ComfyUI Extension: Audio Batch

Authored by set-soft

Created

Updated

1 stars

Audio batch creation, extraction, resample, mono and stereo conversion.

Custom Nodes (0)

    README

    ComfyUI Audio Batch & Utility Nodes 🎧🎛️

    This repository provides a set of custom nodes for ComfyUI focused on audio batching and common audio processing tasks like channel conversion and resampling. These nodes are designed to help manage and prepare audio data within your ComfyUI workflows, especially when dealing with multiple audio inputs or outputs.

    📜 Table of Contents

    ✨ Nodes

    1. Batch Audios

    • Display Name: Batch Audios
    • Internal Name: SET_AudioBatch
    • Category: audio/batch
    • Description: Takes two audio inputs (which can themselves be batches) and combines them into a single, larger audio batch. The node handles differences in sample rate, channel count, and length between the two inputs to produce a unified batch.
    • Inputs:
      • audio1 (AUDIO): The first audio input. Can be a single audio item or a batch.
      • audio2 (AUDIO): The second audio input. Can be a single audio item or a batch.
    • Output:
      • audio_batch (AUDIO): A single audio object where the waveforms from audio1 and audio2 are concatenated along the batch dimension.
    • Behavior Details:
      • Sample Rate: All audio in the output batch will be resampled to match the sample rate of audio1.
      • Channels:
        • If both inputs are mono, the output batch will be mono.
        • If one input is mono and the other is stereo, the mono input will be converted to "fake stereo" (by duplicating its channel), and the output batch will be stereo.
        • If both inputs are stereo, the output batch will be stereo.
        • For more complex multi-channel inputs, it defaults to the maximum channel count of the two inputs with a warning, as advanced downmixing is not performed.
      • Length (Samples): All audio clips in the output batch will be padded with silence at the end to match the length of the longest clip (after any resampling).
      • Input Batch Handling: If audio1 has B1 items and audio2 has B2 items, the output audio_batch will contain B1 + B2 items.

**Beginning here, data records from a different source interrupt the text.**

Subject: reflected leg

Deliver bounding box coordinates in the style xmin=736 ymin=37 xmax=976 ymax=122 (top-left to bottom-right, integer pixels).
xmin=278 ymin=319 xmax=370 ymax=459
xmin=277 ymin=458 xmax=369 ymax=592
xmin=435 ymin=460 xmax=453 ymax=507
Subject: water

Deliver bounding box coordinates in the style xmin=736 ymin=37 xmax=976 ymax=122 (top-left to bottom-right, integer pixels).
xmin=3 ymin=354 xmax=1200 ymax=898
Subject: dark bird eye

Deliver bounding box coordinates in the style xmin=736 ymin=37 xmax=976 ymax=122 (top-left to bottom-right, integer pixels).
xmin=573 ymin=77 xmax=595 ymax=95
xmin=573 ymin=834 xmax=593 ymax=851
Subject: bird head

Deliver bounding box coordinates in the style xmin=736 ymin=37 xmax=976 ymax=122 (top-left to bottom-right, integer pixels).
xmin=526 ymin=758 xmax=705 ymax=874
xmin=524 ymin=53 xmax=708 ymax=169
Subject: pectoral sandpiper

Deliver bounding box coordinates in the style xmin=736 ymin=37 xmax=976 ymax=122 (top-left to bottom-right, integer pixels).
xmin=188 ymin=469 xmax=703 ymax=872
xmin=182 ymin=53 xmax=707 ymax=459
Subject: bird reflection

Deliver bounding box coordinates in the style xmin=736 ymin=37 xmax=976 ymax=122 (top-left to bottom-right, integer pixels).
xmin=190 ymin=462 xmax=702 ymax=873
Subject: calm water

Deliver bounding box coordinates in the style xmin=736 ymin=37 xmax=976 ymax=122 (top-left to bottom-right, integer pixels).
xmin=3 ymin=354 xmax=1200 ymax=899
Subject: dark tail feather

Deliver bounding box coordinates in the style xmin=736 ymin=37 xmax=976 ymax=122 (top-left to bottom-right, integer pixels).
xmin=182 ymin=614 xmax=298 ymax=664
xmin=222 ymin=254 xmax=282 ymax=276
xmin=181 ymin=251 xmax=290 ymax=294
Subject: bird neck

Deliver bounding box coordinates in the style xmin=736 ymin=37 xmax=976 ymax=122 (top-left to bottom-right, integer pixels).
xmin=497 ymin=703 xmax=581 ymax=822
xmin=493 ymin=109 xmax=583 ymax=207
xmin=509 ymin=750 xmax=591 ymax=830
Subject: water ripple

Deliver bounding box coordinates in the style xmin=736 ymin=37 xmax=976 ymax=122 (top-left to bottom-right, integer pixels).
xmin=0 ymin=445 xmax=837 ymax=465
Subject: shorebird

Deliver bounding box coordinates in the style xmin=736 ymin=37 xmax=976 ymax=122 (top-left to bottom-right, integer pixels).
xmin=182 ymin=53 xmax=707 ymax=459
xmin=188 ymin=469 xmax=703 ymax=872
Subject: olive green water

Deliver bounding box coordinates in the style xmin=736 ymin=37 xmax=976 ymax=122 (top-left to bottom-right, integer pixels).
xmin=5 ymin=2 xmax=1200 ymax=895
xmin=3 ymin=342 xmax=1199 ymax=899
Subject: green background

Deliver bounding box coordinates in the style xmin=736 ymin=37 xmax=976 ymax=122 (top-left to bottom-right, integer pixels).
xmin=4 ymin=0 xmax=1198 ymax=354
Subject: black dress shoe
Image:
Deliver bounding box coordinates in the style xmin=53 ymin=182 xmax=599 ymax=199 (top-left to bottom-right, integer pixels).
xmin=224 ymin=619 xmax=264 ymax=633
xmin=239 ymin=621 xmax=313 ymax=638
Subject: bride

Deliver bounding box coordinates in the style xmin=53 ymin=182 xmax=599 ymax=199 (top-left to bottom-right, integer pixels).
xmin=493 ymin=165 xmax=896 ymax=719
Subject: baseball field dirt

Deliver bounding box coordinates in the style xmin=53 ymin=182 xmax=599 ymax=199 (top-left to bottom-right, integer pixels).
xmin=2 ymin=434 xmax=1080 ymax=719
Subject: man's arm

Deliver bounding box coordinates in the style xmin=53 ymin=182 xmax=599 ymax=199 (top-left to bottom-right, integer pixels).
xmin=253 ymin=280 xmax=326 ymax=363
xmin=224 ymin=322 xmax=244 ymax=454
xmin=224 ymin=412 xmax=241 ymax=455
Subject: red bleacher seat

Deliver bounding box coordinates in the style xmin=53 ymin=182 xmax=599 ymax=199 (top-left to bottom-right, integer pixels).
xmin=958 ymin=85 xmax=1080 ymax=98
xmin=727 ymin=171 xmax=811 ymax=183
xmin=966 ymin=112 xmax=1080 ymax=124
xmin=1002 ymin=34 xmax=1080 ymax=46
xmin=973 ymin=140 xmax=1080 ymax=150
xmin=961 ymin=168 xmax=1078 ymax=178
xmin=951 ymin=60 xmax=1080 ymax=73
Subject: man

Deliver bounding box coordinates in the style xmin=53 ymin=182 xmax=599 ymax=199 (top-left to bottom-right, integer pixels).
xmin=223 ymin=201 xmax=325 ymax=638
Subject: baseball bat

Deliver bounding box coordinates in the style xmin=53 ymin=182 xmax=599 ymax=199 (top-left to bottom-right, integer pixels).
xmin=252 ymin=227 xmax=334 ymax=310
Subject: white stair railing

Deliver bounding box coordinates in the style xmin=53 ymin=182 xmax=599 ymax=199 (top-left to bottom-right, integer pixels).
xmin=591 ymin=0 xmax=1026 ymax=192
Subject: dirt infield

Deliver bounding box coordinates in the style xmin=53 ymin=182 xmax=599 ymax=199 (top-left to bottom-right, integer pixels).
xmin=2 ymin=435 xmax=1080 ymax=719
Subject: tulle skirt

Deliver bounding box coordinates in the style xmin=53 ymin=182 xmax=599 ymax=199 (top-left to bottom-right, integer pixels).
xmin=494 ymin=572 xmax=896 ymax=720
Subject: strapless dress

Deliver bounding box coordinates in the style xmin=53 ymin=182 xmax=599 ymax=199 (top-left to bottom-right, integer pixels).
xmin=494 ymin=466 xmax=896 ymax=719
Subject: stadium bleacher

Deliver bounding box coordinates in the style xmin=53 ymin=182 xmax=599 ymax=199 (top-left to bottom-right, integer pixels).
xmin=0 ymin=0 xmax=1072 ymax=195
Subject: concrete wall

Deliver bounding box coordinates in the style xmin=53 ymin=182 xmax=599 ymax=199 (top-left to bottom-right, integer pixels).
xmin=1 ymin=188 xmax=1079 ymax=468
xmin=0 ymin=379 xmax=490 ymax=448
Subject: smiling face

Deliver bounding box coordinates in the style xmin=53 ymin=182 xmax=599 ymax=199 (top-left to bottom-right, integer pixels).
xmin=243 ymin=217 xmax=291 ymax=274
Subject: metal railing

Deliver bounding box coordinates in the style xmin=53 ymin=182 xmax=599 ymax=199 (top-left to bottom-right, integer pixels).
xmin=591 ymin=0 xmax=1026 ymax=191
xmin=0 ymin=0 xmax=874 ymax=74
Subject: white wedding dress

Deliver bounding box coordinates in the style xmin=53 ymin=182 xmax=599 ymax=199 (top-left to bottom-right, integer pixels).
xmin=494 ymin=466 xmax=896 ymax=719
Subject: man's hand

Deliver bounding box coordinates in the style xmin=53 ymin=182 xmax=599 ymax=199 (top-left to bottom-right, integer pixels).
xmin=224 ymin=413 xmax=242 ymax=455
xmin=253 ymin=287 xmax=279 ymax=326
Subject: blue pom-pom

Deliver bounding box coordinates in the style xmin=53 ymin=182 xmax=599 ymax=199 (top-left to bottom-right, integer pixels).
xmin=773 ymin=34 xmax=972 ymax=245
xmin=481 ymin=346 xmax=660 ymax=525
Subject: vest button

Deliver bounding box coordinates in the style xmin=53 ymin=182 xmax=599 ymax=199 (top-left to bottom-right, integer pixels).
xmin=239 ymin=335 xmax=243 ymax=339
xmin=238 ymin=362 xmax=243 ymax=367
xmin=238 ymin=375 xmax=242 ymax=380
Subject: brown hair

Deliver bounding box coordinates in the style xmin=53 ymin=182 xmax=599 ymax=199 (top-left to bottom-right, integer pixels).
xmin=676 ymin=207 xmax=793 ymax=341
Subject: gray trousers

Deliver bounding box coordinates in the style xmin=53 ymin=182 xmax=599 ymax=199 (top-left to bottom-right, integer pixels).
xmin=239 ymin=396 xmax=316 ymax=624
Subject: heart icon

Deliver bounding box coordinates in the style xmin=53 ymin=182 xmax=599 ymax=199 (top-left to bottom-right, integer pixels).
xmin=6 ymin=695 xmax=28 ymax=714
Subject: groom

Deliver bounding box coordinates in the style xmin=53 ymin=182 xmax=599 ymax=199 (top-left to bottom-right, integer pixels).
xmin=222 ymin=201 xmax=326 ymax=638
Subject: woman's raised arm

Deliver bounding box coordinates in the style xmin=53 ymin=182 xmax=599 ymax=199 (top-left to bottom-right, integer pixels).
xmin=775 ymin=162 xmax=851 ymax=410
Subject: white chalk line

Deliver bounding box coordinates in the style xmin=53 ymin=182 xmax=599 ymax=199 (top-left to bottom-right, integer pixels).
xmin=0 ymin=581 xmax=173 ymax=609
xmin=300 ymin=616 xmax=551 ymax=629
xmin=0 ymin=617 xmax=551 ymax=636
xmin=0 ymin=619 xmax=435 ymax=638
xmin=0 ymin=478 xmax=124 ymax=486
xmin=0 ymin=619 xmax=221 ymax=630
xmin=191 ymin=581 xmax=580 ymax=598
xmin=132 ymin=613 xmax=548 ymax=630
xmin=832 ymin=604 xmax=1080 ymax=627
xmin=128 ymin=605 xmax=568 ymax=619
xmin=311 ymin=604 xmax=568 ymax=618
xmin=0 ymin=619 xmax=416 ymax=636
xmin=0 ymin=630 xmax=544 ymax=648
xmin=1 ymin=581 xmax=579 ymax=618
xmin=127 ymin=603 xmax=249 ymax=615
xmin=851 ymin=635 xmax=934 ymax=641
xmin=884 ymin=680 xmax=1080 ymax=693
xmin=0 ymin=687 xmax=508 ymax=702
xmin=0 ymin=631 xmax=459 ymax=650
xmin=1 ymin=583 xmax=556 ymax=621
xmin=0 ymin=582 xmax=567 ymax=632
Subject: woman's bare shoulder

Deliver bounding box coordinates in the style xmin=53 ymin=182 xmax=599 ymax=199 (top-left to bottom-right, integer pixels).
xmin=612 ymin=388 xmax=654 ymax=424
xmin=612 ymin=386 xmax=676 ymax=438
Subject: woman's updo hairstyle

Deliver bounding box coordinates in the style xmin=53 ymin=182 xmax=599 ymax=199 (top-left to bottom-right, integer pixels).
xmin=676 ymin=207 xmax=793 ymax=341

    2. Select Audio from Batch

    • Display Name: Select Audio from Batch
    • Internal Name: SET_SelectAudioFromBatch
    • Category: audio/batch
    • Description: Selects a single audio stream from an input audio batch based on a specified index. Provides options for handling out-of-range indices.
    • Inputs:
      • audio_batch (AUDIO): An audio batch (e.g., from the "Batch Audios" node).
      • index (INT): The 0-based index of the audio stream to select from the batch.
      • behavior_out_of_range (COMBO): What to do if the index is out of range:
        • silence_original_length (default): Output silent audio with the same channel count and duration as items in the original batch.
        • silence_fixed_length: Output silent audio with a duration specified by silence_duration_seconds.
        • error: Raise an error (which will halt the workflow and display an error in ComfyUI).
      • silence_duration_seconds (FLOAT): The duration of the silent audio if behavior_out_of_range is set to silence_fixed_length.
    • Output:
      • selected_audio (AUDIO): The selected audio stream (as a batch of 1) or silent audio if the index was out of range (and behavior was not "error").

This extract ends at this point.